Sejak awal, masyarakat lokal tegas menolak program tersebut dengan alasan bahwa tanah yang ditunjuk merupakan tanah warisan leluhur yang sudah dikelola turun-temurun. Namun, panasnya konflik kembali mencuat sejak tahun 2019 hingga 2025.

Upaya penyelesaian lewat Rapat Dengar Pendapat (RDP) di DPRD Konawe tidak menghasilkan kesepakatan. Warga lokal yang selama ini menguasai lahan merasa diabaikan dalam proses mediasi yang dilakukan pemerintah kabupaten. Mereka menegaskan tidak pernah menyetujui Surat Kesepakatan Bersama (SKB) yang dikeluarkan oleh Bupati Konawe.


> β€œKami tidak pernah menyepakati SKB tersebut, jadi itu bukan SKB. Kami menolak dan meminta agar lahan warisan leluhur ini dikembalikan kepada masyarakat yang sebenarnya berhak,” tegas salah satu perwakilan warga.


SKB Sarat Kejanggalan

Menurut masyarakat, terdapat sejumlah kejanggalan dalam SKB. Dalam dokumen tersebut disebutkan bahwa yang bersengketa hanya dua desa, yakni Tawamelewe dan Matahoalu, yang mayoritas dihuni warga transmigran asal Jawa dan Bali. Padahal kenyataannya, sengketa lahan melibatkan sembilan desa, yaitu: Uepai, Baruga, Tawarotebota, Asaki, Lambuya, Sanggona, Wonuambae, Uelawu, serta dua desa yang disebutkan dalam SKB.

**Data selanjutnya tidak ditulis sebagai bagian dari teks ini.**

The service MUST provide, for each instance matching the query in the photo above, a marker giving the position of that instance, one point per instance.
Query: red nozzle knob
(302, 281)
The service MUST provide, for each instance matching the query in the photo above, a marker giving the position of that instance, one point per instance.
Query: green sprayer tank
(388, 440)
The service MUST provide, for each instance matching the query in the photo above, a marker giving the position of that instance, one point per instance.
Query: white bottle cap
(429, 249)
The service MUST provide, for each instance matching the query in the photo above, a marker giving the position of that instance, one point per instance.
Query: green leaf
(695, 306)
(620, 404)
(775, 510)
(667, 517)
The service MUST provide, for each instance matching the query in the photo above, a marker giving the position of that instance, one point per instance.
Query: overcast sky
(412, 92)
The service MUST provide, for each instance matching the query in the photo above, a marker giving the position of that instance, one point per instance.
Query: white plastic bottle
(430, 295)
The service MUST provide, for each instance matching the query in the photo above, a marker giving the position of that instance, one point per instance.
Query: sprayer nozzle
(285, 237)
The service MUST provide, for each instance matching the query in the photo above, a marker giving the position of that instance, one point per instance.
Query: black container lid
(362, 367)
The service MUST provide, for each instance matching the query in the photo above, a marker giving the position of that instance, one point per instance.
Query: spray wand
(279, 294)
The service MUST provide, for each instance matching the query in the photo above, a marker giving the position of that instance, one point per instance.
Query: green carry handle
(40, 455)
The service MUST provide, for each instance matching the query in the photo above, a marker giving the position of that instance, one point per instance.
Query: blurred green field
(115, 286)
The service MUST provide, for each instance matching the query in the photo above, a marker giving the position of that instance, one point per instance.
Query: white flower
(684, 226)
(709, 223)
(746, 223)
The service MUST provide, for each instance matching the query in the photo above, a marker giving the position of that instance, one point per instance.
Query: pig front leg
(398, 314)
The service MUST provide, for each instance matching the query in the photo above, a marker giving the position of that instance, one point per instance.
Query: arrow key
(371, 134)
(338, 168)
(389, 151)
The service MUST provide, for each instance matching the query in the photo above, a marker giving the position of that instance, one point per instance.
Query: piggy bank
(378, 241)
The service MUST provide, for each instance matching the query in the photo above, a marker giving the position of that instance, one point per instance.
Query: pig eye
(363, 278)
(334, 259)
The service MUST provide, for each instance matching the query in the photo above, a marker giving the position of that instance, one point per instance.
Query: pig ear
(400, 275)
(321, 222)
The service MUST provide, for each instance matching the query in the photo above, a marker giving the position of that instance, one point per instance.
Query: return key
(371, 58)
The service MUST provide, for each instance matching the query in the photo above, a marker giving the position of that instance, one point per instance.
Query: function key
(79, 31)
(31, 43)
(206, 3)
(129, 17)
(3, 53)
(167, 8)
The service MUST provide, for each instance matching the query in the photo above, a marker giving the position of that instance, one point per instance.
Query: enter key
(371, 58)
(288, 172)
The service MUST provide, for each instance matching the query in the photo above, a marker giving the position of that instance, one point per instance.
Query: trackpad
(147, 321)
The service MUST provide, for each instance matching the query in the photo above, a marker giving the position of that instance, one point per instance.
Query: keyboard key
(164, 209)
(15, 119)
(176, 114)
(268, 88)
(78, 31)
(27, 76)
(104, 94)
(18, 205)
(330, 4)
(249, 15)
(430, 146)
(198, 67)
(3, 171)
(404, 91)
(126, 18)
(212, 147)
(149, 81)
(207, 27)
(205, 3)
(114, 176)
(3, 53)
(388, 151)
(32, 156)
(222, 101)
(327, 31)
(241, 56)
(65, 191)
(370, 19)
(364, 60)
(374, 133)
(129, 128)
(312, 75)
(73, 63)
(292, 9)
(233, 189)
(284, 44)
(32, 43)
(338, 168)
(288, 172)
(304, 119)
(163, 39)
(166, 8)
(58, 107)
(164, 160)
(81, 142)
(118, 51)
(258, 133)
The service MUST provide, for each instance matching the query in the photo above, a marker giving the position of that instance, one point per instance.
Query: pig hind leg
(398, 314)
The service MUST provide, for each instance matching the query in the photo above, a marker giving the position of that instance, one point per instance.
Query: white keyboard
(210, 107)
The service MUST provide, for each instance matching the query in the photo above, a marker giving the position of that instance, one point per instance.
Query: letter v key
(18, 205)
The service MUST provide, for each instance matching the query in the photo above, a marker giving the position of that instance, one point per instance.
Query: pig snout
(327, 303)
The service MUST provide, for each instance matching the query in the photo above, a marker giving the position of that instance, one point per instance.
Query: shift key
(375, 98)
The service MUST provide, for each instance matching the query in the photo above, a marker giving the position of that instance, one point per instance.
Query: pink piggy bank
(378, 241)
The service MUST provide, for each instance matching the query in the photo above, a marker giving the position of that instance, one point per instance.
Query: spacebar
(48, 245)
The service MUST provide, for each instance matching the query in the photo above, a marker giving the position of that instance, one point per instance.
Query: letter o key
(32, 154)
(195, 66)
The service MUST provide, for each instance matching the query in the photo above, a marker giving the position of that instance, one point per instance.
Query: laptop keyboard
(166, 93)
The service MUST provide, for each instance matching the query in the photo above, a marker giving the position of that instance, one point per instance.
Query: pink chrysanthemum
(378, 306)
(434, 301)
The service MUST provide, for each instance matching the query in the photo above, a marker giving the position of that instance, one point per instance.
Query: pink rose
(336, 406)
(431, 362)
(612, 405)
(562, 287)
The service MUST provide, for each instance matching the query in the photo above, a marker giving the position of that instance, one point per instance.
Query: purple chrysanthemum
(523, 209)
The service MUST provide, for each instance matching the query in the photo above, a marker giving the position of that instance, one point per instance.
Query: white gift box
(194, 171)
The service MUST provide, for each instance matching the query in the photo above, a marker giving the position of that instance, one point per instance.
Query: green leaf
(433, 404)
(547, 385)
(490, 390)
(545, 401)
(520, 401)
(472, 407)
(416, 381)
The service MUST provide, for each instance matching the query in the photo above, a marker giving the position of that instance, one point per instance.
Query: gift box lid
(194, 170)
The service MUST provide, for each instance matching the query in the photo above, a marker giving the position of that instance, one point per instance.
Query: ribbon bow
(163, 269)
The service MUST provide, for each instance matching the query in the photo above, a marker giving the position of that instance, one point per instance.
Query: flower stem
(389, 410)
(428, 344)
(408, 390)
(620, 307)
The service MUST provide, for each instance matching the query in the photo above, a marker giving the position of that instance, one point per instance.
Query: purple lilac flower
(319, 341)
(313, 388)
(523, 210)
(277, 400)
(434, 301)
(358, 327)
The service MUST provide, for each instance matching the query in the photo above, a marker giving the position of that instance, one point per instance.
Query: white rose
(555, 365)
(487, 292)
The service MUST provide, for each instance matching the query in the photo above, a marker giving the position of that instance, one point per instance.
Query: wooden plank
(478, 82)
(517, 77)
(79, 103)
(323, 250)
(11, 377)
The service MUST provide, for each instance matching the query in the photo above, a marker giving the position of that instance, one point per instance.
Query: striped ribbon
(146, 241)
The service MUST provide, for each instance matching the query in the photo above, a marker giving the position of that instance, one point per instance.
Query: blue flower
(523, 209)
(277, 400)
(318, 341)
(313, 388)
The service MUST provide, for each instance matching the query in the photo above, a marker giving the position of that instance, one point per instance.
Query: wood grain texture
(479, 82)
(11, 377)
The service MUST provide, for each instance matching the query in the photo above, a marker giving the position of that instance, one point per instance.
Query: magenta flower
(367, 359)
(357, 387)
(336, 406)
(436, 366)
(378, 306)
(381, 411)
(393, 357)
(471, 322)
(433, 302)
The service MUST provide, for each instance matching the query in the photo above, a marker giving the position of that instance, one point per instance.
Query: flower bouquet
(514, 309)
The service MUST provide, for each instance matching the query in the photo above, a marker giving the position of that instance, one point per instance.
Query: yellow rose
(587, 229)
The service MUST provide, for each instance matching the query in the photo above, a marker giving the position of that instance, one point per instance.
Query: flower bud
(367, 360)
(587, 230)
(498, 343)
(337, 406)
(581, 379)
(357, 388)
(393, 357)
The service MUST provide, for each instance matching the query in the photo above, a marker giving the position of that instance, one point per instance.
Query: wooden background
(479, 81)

Selain itu, warga lokal mengaku tidak pernah dilibatkan apalagi menandatangani SKB. Hal ini menimbulkan dugaan adanya rekayasa administratif untuk mempersempit cakupan konflik dan melemahkan posisi masyarakat.

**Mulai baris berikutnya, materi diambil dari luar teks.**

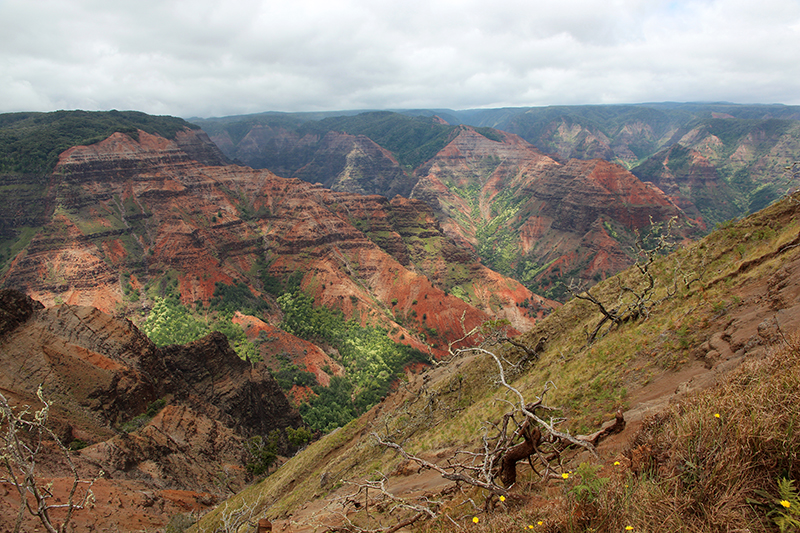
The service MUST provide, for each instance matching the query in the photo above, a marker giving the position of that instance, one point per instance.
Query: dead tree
(375, 494)
(524, 433)
(636, 296)
(23, 438)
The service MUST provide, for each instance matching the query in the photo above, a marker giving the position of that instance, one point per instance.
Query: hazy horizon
(211, 59)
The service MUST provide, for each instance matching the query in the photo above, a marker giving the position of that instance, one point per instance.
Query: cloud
(203, 57)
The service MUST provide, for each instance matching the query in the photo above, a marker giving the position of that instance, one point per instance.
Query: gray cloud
(204, 57)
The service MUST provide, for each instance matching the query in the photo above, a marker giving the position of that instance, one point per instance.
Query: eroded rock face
(101, 374)
(132, 210)
(553, 219)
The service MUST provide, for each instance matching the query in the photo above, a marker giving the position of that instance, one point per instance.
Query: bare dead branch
(20, 456)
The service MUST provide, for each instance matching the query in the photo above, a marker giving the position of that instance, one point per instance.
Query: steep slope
(536, 219)
(737, 304)
(160, 423)
(746, 160)
(480, 183)
(145, 214)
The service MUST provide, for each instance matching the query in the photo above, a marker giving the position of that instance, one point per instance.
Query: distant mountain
(525, 214)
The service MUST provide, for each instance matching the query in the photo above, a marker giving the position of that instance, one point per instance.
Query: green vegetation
(31, 142)
(170, 322)
(413, 140)
(262, 453)
(372, 361)
(719, 460)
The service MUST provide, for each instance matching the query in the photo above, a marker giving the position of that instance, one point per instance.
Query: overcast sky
(212, 58)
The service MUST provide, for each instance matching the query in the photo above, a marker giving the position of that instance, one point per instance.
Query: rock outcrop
(102, 377)
(538, 219)
(133, 210)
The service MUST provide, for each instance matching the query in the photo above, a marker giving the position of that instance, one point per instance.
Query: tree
(635, 296)
(23, 441)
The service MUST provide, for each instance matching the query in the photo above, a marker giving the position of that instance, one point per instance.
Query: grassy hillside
(685, 469)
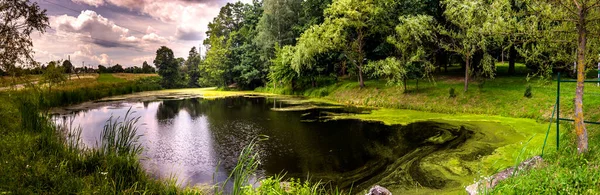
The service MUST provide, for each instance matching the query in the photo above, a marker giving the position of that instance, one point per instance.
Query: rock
(490, 182)
(378, 190)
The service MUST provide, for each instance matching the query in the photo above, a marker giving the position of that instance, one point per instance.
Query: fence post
(558, 112)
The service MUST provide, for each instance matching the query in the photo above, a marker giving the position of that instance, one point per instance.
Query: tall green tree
(413, 58)
(474, 25)
(18, 19)
(53, 75)
(68, 66)
(231, 56)
(347, 25)
(567, 24)
(213, 68)
(147, 68)
(276, 25)
(192, 64)
(168, 67)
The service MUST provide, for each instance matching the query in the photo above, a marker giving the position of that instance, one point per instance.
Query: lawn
(564, 170)
(109, 78)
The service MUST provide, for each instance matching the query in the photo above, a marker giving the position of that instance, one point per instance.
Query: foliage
(192, 64)
(18, 20)
(213, 68)
(452, 93)
(276, 26)
(347, 24)
(528, 92)
(281, 71)
(168, 67)
(54, 75)
(68, 66)
(475, 22)
(391, 68)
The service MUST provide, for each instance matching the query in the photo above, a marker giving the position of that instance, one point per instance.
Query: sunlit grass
(109, 78)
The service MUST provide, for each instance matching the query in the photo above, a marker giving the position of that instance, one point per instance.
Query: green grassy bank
(499, 100)
(39, 158)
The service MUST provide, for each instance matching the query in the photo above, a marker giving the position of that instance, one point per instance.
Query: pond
(198, 142)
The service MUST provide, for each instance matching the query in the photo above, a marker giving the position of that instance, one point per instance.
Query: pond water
(198, 142)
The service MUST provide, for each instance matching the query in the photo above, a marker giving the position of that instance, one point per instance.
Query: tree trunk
(512, 57)
(417, 84)
(405, 84)
(580, 130)
(360, 79)
(467, 61)
(361, 57)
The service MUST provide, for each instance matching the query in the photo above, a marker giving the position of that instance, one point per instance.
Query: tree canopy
(18, 19)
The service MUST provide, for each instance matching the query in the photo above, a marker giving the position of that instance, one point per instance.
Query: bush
(528, 92)
(452, 92)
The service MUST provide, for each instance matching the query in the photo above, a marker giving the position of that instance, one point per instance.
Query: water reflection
(192, 138)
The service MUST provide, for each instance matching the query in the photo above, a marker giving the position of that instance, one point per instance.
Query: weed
(528, 92)
(452, 92)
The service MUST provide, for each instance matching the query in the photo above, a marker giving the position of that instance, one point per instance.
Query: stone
(490, 182)
(378, 190)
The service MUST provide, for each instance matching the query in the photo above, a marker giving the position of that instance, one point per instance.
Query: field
(58, 169)
(564, 170)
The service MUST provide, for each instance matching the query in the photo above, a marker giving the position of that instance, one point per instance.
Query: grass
(40, 158)
(501, 100)
(109, 78)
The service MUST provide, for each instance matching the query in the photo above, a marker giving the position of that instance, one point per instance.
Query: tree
(192, 64)
(102, 69)
(276, 26)
(346, 27)
(566, 24)
(281, 71)
(147, 68)
(413, 59)
(233, 31)
(68, 66)
(168, 67)
(474, 24)
(18, 19)
(212, 69)
(53, 75)
(116, 69)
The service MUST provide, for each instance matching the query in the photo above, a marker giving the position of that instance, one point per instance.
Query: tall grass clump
(245, 168)
(120, 137)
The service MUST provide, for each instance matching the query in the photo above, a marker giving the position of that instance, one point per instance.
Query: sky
(126, 32)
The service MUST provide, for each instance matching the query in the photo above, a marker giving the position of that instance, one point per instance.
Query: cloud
(190, 16)
(98, 29)
(154, 38)
(101, 31)
(86, 53)
(95, 3)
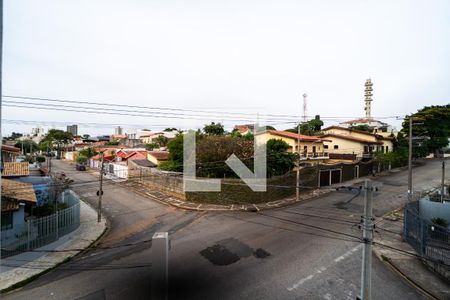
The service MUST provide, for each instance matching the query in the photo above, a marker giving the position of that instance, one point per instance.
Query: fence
(37, 232)
(429, 240)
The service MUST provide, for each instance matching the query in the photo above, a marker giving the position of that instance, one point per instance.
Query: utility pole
(297, 186)
(100, 192)
(160, 266)
(443, 179)
(367, 239)
(410, 160)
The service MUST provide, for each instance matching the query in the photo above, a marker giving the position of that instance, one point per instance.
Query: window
(7, 220)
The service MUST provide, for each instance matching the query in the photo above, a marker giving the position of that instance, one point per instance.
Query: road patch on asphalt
(229, 251)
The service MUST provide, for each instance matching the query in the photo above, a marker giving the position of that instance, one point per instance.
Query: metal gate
(329, 177)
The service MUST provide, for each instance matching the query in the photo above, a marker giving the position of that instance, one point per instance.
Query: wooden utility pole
(443, 179)
(366, 273)
(100, 191)
(410, 160)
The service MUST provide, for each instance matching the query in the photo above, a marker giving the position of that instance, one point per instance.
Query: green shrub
(440, 222)
(40, 159)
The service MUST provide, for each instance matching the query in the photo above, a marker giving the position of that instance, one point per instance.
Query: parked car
(80, 167)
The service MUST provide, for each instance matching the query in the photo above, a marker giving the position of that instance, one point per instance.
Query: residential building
(15, 169)
(375, 126)
(38, 131)
(245, 129)
(311, 147)
(151, 137)
(345, 142)
(156, 157)
(73, 129)
(119, 130)
(9, 153)
(17, 198)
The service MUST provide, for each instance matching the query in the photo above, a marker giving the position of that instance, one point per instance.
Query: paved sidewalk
(18, 268)
(389, 231)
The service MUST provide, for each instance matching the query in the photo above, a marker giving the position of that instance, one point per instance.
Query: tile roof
(8, 148)
(9, 205)
(150, 134)
(15, 169)
(349, 129)
(244, 128)
(144, 163)
(295, 136)
(159, 155)
(352, 138)
(19, 191)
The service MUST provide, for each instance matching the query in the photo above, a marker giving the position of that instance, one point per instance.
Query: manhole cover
(261, 253)
(219, 255)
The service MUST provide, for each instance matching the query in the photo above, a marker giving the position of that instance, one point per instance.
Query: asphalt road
(306, 251)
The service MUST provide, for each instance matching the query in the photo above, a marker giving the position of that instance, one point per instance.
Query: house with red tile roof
(309, 147)
(361, 144)
(157, 157)
(245, 129)
(9, 153)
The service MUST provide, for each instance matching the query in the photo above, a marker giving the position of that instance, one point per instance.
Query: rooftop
(159, 155)
(296, 136)
(8, 148)
(352, 138)
(19, 191)
(11, 169)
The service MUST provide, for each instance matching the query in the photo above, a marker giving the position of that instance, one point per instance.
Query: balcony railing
(367, 155)
(313, 155)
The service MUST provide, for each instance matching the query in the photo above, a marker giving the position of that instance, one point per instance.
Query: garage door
(335, 176)
(324, 178)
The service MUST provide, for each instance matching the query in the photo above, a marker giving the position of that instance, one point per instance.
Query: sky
(249, 57)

Dampak: Panen Gagal, Tanaman Rusak

Kekecewaan masyarakat kian memuncak setelah sejumlah tanaman padi milik mereka diduga dirusak pihak lawan. Harapan warga lokal untuk meraih hasil panen justru pupus akibat konflik yang tak kunjung terselesaikan.

Dalam waktu dekat, masyarakat yang didampingi organisasi adat berencana menggelar aksi protes. Mereka menuntut agar SKB dibatalkan serta meminta pemerintah mengembalikan hak atas tanah warisan leluhur.


Ormas dan Solidaritas Publik

Sejumlah organisasi kemasyarakatan menyatakan siap mengawal kasus ini hingga tuntas. Bagi masyarakat adat, sengketa ini bukan sekadar persoalan lahan pertanian, melainkan juga menyangkut identitas, sejarah, dan hak atas tanah leluhur yang mereka warisi sejak bertahun-tahun lalu.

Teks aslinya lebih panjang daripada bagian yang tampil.